When my daughter was born ten years ago Wednesday, I relearned that lesson. From the moment she landed all warm and wet on my belly and hungry and noisy, she was the only project on hand at any given moment until started working again. Dust settled. Laundry accumulated. Chores piled up. But nobody died or suffered as a result. And the time to address those needs presented itself in such away that I am not typing from under a ten-year accumulation of dust and debris.


Having returned to full-time work, I find myself living this lesson every day. Nothing is more important than the person right in front of me. Nothing. When they go away, the next person is the most important person. And on and on. This is a beautiful thing. It makes even the atrocious moment and those people who resist being liked at all costs somehow essential and beautiful (though sometimes more so in retrospect).

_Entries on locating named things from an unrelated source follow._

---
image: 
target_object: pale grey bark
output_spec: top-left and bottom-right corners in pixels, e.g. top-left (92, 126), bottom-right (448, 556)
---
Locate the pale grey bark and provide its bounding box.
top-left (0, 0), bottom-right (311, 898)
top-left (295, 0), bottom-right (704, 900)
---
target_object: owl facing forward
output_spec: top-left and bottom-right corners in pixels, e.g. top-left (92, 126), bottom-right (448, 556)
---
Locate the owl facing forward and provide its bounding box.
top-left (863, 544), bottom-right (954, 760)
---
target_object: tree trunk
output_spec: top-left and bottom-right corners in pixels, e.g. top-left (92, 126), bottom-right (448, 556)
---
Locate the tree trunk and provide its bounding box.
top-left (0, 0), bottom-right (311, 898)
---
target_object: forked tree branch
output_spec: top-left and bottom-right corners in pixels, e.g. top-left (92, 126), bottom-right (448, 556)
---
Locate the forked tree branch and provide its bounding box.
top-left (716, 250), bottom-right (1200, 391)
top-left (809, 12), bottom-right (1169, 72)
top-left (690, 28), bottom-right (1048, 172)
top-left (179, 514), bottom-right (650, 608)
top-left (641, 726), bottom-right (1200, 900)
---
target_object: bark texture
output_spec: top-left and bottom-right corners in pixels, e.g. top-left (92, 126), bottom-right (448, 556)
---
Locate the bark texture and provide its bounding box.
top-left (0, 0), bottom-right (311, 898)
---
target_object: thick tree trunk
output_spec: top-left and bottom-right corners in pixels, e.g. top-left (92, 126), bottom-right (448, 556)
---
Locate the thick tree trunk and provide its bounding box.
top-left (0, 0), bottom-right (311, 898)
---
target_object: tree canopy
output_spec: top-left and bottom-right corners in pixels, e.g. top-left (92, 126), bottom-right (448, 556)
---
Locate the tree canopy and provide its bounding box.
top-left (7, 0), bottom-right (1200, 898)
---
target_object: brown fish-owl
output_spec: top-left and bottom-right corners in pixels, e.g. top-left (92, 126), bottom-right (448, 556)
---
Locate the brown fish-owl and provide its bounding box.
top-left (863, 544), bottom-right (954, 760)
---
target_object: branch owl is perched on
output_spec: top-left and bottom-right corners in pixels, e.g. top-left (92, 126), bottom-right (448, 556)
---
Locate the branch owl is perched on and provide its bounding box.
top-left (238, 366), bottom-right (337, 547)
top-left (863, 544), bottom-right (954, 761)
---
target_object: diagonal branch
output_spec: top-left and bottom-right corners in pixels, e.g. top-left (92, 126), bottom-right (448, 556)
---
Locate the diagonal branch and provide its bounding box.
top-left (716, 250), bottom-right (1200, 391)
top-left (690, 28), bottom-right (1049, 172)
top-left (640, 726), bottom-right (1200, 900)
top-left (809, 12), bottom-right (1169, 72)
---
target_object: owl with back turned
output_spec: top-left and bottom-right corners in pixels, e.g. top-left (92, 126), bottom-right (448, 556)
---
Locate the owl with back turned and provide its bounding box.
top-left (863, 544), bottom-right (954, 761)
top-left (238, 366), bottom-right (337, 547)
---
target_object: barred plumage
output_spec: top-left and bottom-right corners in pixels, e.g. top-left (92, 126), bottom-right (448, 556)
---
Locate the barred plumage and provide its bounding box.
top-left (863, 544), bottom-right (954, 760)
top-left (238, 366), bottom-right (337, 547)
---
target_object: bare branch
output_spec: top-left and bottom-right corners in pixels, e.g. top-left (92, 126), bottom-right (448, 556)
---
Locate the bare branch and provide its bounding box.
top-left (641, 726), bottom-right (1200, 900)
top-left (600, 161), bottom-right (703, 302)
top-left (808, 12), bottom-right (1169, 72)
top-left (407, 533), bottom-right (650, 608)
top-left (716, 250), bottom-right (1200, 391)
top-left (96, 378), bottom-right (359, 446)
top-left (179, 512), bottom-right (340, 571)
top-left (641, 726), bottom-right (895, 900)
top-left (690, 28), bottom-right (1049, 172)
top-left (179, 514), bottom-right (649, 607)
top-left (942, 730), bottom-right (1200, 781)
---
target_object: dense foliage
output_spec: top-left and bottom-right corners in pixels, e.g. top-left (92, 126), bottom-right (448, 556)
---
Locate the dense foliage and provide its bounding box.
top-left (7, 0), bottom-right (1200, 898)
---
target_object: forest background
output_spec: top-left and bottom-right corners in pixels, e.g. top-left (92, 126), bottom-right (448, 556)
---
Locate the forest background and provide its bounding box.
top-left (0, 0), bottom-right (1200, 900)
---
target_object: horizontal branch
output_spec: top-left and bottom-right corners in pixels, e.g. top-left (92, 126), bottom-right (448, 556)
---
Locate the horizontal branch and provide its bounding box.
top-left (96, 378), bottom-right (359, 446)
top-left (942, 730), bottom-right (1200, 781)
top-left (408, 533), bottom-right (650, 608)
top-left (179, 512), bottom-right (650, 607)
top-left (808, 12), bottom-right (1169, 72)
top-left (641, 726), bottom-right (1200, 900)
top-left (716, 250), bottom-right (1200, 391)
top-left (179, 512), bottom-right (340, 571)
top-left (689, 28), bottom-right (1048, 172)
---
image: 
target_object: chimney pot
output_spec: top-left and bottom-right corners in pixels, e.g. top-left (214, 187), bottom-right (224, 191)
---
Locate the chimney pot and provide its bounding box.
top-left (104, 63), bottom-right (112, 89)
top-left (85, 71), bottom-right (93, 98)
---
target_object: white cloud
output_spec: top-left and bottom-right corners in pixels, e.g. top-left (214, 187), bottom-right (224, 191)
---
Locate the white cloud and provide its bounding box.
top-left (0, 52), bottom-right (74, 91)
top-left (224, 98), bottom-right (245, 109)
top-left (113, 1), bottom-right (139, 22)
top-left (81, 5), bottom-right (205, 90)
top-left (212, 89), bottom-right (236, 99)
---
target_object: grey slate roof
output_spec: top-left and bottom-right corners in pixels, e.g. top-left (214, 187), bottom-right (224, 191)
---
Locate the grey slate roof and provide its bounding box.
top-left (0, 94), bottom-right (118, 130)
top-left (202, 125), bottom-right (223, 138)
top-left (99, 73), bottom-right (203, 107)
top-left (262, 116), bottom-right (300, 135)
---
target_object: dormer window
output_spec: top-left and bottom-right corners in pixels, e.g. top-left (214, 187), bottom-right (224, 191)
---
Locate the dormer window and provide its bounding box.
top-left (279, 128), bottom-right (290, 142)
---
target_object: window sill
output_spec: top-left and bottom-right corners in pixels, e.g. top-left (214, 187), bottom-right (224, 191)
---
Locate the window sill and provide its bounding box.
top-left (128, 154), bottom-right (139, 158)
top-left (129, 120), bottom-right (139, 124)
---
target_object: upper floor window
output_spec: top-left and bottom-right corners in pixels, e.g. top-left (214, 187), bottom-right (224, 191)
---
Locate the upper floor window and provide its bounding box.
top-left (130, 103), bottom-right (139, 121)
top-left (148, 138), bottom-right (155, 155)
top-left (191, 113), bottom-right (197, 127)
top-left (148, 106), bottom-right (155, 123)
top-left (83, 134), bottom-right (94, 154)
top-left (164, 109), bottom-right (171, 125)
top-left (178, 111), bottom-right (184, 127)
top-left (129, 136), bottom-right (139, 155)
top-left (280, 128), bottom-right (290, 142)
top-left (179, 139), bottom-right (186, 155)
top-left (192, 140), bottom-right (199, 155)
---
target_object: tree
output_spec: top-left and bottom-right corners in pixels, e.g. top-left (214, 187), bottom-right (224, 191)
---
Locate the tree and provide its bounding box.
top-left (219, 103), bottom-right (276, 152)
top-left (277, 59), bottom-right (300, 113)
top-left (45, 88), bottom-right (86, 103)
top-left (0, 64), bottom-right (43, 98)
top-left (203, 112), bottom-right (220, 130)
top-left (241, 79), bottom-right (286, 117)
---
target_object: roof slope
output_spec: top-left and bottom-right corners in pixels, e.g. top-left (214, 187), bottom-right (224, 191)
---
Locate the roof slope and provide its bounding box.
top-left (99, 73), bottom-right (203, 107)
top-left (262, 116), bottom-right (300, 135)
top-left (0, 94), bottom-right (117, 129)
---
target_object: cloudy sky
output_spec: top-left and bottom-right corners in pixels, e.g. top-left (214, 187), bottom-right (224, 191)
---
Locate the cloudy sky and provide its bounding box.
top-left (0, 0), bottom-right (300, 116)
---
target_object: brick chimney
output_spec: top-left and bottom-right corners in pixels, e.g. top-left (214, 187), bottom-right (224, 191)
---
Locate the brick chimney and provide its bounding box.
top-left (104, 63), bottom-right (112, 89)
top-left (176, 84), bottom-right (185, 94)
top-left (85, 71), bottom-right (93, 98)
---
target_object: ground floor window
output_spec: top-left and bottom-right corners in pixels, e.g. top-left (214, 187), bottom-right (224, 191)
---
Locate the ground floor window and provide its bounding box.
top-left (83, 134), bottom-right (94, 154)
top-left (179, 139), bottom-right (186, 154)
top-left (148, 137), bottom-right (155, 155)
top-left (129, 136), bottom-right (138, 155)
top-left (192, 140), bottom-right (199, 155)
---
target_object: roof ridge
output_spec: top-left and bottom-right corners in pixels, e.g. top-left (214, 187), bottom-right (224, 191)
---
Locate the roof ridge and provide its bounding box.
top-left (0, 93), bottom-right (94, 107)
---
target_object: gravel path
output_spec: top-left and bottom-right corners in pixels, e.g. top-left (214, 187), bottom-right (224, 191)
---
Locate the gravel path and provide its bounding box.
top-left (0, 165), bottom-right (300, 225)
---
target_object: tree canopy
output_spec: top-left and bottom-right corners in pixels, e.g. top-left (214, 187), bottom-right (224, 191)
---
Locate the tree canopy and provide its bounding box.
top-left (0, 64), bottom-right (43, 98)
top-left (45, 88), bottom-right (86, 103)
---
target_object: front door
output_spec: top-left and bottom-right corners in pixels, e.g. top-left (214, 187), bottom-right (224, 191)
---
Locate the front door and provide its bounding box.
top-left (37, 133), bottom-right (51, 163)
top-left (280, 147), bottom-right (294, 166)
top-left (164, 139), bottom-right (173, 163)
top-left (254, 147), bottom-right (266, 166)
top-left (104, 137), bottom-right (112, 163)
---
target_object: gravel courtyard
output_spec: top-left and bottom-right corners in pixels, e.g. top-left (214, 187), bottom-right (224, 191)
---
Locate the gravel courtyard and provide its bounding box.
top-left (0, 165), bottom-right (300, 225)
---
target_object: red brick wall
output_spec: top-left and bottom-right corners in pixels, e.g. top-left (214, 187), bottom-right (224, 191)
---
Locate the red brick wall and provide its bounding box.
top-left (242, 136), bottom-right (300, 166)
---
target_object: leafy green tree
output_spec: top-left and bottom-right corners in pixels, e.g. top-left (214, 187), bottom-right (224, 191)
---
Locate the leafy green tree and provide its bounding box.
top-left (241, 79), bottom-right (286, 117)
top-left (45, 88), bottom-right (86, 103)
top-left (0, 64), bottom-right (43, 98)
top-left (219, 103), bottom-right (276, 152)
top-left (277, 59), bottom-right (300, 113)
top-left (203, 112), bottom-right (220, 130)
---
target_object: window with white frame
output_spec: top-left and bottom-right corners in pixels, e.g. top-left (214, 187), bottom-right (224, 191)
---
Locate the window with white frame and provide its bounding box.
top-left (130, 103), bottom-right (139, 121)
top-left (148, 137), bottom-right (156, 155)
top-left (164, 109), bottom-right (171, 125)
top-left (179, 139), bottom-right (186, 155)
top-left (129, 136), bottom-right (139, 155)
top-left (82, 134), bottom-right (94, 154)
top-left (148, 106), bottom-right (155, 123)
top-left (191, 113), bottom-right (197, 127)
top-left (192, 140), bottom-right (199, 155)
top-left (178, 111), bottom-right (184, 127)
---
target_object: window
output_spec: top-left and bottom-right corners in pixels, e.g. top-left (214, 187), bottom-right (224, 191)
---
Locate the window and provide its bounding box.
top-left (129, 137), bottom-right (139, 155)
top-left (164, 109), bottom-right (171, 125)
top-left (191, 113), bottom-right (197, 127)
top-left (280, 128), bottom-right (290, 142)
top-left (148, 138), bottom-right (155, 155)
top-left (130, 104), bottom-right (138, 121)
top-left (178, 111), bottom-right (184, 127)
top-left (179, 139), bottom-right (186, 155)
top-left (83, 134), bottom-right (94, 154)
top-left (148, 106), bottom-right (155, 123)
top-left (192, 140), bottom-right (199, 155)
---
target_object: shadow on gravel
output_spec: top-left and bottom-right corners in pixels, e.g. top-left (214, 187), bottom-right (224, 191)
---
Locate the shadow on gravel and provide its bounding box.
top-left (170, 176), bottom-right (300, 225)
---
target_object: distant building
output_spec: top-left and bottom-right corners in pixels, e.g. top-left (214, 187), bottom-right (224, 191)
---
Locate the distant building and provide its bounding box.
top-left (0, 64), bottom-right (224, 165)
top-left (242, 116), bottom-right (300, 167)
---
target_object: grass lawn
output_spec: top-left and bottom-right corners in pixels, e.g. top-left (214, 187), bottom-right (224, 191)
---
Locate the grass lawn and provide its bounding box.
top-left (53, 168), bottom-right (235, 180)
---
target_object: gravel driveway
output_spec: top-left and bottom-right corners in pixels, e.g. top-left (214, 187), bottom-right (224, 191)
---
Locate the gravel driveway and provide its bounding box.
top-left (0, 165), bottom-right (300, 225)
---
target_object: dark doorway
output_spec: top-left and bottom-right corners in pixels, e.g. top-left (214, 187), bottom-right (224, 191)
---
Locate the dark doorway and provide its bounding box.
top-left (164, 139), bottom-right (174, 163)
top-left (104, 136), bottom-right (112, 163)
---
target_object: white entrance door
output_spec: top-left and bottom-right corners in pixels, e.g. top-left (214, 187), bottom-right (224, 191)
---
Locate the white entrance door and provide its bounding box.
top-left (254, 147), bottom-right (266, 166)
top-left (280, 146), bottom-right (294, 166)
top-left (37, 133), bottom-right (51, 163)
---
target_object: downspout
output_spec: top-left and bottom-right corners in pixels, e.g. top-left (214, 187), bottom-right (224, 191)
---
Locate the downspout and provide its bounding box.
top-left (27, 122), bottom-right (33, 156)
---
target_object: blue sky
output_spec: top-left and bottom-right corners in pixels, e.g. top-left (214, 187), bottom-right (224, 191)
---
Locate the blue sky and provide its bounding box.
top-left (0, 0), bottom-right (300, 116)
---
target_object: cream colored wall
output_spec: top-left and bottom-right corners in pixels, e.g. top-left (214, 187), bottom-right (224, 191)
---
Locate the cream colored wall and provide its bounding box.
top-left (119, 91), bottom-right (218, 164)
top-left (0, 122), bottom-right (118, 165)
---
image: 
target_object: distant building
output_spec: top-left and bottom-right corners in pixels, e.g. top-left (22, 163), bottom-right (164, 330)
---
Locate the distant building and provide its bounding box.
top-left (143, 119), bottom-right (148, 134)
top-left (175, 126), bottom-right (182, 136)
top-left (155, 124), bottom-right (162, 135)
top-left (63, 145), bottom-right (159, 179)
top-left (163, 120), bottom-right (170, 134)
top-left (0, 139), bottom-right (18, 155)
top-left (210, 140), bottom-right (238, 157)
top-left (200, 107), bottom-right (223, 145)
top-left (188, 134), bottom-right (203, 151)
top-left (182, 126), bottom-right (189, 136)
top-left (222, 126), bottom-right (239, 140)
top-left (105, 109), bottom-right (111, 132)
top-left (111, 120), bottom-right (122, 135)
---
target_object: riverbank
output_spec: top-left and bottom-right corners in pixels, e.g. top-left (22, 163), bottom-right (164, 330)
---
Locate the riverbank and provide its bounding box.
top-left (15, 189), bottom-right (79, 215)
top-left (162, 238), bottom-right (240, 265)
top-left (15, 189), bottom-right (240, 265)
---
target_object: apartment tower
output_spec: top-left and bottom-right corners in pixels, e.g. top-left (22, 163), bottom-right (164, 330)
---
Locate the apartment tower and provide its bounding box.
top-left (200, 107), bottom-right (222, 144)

This is a lesson that makes it possible for me to step away from everything and read the Tao and attend a Buddhist teacher's meditations on the lessons of that text and to take it in and let it make the most of me one moment at a time. In a way, this means my daughter's milestone birthday; its celebration; and my private, personal, and very happy thoughts about her life are every bit the blessing to me that the worst nightmare of a child is in my toughest class. That is true. The difference: my daughter is my daughter, for all that can mean to a mom.


It's all true. It's all good. Thank you for being here. You're all that matters, and you are beautiful.